The foraging fauna found the grass growing on the racetrack to be so delicious, they must have sent the word out to their mates. In numbers not seen in the region before, the wallabies were digging up the track with their voracious feasting. Kununarra Race Club President, Gary King, said he counted up to a thousand of them! A small herd would have been tolerable, but little by little a lot of damage was being done. There was concern if the track became too damaged, it would no longer be a suitable venue for the annual Kununurra Cup, a popular $20,000 race.

Racetrack keepers initially ran them off the property with motorbikes and even sent an ambulance around the track several times to clear it, but in the rather relentless way nature has sometimes, they kept coming back. Eventually, organisers decided to fence the track to try to prevent the wallabies from doing any further harm. They spent $15,000 on a fence, and it seems to have done the trick. Apparently, at first, they needed to herd the wallabies out of there, but once out they didn’t find a way back in.

These days, a small herd of around 15 or 20 wallabies can still be seen in the area, but they are more welcome visitors that the previous hordes.

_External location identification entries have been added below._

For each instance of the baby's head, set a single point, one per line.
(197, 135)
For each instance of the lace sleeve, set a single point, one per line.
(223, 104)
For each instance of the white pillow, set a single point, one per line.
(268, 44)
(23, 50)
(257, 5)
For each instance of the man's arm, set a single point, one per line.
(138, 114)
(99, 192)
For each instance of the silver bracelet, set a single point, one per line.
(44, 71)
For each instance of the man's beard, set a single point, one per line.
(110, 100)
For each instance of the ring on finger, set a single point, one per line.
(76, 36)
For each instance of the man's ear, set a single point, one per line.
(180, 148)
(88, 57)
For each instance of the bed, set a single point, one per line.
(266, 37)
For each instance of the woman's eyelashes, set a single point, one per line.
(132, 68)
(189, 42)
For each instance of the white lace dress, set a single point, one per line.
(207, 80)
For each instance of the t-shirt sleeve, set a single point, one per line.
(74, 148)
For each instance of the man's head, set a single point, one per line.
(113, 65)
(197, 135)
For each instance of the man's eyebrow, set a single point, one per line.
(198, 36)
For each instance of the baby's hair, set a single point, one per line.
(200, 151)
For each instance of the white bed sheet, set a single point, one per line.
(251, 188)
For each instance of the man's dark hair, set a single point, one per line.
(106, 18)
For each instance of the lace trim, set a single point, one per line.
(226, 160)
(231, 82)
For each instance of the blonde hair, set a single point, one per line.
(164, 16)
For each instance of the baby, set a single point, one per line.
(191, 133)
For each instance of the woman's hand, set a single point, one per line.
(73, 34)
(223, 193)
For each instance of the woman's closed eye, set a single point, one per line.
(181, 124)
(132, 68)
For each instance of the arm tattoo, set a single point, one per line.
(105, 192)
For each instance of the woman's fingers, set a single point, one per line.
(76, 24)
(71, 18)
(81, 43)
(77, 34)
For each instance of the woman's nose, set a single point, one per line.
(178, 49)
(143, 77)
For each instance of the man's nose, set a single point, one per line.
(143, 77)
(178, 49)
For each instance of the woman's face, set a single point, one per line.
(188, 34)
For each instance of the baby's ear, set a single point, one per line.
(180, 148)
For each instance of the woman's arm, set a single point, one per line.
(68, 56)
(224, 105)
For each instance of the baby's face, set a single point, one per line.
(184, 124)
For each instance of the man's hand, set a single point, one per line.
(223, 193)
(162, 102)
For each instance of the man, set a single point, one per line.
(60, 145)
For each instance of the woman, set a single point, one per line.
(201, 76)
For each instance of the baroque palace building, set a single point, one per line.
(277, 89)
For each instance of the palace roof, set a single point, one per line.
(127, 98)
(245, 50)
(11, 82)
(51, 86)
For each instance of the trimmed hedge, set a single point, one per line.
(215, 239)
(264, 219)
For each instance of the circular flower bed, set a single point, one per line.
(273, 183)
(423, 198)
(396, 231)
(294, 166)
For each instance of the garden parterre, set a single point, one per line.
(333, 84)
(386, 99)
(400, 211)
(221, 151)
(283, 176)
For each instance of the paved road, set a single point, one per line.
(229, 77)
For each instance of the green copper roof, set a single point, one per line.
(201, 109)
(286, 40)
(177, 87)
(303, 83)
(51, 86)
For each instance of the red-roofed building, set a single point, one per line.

Of course, wallabies are something Australia is well known for. Even if they are mistaken for kangaroos frequently, our rugby side is named after one of our strongest and most energetic creatures. What went on in Kununurra is a great example of what can happen when we get too much of a good thing in the wrong place. Fortunately, although it wasn’t cheap, the solution is this case was quite simple. Living in the Kimberley offers many opportunities to exist alongside nature, and at MooWoo, we are happy to make our home here.